In the context of a humanities classroom, students can engage with ideas and culture in a hands-on way as they figure out how to arrange and interpret digital objects. Curating digital material into meaningful collections has become a critical skill, not just for libraries figuring out how to organize and preserve digital content, but also for each of us trying to deal with information overload and filter failure in our own lives.
I propose a session in which we discuss how digital curation, broadly conceived, can be used in teaching. Our goal will be to assemble a collection of assignment case studies and tool reviews that can be shared with the larger group.
Participants will be invited to share:
- Assignment Case Studies: What are good examples of assignments that involve organizing digital content, and what challenges can they sometimes present? For example, a case study could feature an assignment based around student-contributed content that requires an instructor to figure out ways to manage it so that it serves a pedagogical goal and doesn’t just end up becoming an overwhelming mass of disjointed material.

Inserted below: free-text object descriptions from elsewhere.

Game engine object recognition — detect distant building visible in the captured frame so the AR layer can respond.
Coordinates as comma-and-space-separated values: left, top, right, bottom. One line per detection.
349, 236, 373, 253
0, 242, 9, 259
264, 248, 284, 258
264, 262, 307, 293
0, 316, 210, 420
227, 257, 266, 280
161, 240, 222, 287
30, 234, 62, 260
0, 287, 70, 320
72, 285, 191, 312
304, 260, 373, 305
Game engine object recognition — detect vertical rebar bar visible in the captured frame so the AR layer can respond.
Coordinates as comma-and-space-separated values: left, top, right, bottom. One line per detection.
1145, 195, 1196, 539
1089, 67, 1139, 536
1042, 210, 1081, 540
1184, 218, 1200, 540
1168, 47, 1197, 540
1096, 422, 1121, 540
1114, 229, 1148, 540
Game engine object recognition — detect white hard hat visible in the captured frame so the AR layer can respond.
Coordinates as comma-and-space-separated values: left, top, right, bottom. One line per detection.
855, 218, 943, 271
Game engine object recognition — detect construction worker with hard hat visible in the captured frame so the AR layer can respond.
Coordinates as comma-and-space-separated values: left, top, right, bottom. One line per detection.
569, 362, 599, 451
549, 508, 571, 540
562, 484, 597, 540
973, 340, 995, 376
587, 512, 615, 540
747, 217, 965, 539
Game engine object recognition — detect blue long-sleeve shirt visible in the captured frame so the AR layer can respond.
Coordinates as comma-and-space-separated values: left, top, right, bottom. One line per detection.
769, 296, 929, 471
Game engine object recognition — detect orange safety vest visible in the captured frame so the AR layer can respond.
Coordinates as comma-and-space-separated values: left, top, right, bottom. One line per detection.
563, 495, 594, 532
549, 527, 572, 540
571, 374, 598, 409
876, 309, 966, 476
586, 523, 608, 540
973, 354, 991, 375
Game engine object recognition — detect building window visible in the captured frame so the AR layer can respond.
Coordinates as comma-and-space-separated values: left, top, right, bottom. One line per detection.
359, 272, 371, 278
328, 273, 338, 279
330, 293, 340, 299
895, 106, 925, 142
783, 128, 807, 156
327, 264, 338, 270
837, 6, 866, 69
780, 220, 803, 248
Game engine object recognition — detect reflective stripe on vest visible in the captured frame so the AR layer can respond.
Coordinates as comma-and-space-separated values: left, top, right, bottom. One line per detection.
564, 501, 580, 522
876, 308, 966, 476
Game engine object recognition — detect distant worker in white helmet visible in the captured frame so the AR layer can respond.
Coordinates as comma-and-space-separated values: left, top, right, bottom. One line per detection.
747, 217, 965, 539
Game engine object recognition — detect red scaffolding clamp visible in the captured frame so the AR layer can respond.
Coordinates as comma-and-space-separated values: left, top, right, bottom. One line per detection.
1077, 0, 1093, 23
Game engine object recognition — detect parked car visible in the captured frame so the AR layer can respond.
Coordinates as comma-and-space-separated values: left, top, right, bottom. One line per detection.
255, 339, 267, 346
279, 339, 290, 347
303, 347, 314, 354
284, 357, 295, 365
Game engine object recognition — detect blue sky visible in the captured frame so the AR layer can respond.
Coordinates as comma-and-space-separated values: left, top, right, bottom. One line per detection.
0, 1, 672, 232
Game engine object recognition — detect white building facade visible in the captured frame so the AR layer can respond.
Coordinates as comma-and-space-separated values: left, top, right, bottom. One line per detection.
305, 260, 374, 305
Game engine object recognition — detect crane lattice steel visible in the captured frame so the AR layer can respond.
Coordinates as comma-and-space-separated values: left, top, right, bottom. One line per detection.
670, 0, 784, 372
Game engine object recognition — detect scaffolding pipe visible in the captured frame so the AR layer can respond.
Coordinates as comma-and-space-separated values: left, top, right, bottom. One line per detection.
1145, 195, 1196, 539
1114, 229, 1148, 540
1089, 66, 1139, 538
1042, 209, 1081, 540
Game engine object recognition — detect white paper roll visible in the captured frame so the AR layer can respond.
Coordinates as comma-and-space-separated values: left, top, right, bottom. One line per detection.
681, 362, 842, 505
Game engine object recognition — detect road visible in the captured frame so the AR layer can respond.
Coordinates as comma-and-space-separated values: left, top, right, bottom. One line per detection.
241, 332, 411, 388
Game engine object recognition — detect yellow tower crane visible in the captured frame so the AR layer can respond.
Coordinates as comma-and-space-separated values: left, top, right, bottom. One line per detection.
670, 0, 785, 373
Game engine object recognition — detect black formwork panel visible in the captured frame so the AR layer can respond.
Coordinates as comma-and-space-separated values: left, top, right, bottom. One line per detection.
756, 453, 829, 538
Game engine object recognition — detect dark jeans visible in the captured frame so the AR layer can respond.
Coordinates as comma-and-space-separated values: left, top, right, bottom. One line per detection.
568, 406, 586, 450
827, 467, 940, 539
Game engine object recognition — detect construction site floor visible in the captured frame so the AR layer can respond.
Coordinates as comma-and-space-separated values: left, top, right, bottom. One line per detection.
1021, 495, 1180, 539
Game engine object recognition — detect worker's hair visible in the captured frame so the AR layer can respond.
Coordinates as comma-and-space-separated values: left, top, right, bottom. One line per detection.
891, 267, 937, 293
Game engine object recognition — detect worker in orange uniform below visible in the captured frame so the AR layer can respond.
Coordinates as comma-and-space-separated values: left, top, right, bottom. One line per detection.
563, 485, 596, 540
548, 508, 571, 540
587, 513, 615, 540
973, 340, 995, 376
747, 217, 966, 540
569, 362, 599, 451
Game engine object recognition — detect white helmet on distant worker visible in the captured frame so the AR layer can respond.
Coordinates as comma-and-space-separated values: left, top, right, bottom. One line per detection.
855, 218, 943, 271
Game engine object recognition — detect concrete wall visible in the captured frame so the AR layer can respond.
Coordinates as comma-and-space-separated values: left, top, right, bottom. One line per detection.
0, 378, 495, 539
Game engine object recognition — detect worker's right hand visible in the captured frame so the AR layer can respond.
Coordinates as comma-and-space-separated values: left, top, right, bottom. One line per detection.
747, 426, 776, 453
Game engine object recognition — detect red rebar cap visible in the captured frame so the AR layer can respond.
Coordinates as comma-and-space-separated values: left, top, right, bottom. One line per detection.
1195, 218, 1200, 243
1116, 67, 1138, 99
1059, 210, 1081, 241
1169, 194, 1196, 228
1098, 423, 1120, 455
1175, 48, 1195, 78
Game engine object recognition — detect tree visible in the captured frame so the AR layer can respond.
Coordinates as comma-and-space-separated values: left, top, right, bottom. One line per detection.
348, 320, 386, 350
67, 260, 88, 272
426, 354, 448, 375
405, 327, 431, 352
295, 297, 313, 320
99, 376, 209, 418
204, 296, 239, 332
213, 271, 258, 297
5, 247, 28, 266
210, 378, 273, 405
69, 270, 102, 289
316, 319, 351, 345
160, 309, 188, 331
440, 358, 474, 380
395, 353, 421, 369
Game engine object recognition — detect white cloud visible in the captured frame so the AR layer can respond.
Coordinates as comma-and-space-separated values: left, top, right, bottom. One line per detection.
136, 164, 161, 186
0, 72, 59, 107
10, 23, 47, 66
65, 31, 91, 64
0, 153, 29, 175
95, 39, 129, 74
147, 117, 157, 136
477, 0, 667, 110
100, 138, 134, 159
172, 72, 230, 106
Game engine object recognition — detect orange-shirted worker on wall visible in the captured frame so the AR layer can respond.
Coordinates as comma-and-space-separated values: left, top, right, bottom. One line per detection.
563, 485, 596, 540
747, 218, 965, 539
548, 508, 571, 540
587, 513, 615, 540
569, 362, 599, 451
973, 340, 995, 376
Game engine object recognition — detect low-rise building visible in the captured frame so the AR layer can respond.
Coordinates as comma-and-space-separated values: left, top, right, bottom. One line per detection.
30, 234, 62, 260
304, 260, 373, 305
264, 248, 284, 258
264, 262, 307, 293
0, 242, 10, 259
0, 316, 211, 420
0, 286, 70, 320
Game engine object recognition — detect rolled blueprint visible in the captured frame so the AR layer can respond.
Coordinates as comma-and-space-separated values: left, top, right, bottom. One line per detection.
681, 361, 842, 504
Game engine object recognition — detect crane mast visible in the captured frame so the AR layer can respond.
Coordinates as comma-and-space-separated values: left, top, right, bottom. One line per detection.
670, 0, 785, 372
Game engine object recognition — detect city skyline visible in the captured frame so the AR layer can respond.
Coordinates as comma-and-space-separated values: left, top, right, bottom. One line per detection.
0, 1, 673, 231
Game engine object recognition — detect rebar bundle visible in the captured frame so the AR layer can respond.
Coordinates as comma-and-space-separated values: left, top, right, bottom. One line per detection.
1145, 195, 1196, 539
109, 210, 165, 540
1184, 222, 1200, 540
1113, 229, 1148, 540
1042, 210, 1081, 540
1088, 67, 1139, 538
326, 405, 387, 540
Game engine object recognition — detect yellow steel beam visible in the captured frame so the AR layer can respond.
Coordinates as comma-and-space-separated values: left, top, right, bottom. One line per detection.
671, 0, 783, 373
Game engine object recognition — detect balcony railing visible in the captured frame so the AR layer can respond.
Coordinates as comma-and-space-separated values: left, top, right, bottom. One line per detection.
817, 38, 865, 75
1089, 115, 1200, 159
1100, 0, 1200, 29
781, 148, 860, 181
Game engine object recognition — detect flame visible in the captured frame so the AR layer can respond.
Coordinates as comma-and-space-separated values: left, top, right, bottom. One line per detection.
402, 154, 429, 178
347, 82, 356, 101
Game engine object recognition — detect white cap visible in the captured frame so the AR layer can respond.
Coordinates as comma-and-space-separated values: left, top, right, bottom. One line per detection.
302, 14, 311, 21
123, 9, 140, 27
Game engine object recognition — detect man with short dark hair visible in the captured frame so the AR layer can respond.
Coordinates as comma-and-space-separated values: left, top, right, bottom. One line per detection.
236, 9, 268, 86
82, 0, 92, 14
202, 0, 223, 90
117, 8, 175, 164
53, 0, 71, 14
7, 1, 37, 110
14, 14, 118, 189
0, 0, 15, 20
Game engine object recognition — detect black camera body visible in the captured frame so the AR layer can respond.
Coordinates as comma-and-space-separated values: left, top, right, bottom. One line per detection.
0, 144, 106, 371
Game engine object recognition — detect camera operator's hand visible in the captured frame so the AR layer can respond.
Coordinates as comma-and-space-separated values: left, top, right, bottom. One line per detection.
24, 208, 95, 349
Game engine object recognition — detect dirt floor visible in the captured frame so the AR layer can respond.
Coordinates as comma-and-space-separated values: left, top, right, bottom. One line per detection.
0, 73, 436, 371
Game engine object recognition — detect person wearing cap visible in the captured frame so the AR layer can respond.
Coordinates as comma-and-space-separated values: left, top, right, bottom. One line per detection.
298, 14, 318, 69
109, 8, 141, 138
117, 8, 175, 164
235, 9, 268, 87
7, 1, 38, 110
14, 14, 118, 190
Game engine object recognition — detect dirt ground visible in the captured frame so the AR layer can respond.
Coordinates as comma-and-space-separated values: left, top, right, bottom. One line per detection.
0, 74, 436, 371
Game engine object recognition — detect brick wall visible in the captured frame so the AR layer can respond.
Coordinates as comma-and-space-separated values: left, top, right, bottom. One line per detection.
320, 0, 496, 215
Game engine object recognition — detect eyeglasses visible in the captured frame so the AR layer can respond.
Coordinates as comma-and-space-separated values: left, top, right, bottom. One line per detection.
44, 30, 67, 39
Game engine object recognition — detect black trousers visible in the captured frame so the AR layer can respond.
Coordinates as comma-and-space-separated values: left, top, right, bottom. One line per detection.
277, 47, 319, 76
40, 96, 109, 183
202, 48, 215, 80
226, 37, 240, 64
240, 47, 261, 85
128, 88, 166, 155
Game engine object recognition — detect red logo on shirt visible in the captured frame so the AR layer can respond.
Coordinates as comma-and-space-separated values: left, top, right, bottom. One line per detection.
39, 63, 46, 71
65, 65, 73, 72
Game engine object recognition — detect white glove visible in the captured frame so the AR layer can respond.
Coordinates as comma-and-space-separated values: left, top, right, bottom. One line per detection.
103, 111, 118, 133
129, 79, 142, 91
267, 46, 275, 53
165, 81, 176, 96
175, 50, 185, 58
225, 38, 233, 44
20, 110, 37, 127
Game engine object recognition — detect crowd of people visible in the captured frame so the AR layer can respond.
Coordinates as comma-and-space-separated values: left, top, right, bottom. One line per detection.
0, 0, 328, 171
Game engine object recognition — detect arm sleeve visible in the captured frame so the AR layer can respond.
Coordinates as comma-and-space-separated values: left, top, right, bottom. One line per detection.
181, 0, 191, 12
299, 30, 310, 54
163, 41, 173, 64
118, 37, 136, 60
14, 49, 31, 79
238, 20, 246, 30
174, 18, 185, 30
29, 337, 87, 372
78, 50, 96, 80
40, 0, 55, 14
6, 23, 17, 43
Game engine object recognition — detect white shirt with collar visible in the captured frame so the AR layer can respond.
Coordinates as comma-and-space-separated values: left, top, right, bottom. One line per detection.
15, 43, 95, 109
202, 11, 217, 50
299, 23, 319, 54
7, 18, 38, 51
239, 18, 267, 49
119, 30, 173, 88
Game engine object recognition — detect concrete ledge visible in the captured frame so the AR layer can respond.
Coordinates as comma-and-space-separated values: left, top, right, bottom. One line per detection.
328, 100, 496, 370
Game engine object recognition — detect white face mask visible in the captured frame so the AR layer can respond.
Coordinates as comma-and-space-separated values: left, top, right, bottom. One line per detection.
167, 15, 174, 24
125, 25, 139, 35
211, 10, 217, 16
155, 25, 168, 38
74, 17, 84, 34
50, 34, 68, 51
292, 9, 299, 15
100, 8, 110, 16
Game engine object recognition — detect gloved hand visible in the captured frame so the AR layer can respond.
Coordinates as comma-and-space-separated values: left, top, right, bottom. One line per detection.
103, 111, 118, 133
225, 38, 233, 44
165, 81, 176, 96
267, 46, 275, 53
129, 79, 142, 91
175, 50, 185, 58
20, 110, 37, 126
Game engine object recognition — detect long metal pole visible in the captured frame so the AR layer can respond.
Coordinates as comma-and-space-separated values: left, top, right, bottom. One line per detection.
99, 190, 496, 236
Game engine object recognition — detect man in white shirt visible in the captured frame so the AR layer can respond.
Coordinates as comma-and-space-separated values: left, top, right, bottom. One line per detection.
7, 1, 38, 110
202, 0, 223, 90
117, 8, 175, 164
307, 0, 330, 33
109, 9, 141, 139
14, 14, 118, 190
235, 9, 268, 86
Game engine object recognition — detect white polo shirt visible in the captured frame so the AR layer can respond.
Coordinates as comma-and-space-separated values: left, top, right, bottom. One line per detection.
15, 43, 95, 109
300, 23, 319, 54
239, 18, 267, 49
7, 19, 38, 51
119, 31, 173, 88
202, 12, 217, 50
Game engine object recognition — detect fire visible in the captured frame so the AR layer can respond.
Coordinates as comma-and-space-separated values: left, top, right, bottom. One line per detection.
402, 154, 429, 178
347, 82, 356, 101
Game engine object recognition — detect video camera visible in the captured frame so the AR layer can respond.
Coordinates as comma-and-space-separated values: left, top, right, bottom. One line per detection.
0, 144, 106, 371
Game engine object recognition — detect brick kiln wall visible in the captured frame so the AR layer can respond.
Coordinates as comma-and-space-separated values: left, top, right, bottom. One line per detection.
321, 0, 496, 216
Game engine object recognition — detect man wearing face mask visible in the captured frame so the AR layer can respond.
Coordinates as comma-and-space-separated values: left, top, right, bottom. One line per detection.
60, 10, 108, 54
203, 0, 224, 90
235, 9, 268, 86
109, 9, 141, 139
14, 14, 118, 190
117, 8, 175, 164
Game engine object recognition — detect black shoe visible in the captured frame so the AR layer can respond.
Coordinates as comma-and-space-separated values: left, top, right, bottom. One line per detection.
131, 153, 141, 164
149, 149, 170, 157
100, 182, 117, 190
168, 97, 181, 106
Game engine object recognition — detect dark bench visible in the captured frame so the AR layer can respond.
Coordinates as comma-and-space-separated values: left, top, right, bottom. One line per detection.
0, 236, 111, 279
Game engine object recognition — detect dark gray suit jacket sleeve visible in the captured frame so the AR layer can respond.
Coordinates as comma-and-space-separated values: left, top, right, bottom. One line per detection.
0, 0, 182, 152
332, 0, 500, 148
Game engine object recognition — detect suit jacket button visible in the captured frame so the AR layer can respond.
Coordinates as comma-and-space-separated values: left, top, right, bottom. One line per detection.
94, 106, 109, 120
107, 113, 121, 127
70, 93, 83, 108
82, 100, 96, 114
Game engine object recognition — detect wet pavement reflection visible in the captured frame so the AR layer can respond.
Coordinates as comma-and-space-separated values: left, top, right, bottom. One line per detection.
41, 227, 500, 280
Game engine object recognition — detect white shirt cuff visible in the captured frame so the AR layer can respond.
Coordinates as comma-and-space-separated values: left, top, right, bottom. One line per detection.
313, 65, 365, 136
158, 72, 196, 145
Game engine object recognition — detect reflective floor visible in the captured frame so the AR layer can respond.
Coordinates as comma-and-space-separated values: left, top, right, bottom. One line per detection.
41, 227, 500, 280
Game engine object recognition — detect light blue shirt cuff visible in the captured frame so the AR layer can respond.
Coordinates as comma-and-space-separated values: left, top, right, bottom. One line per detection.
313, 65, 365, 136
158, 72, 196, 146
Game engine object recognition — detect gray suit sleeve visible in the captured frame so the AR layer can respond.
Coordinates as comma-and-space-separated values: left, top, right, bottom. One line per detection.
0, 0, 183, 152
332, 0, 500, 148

- Tools: What tools are good for creating digital collections in a classroom setting? This could included tools for curating social media and other web-based content (Storify, Scoop.it, Diigo, etc.) or other tools that draw on library resources (Artstor, for example) or digitized primary sources. For example, at Boston College we are using MediaKron, a tool we developed to help faculty collect and organize multimedia content for teaching that has created new opportunities for students to gather material as part of the learning process.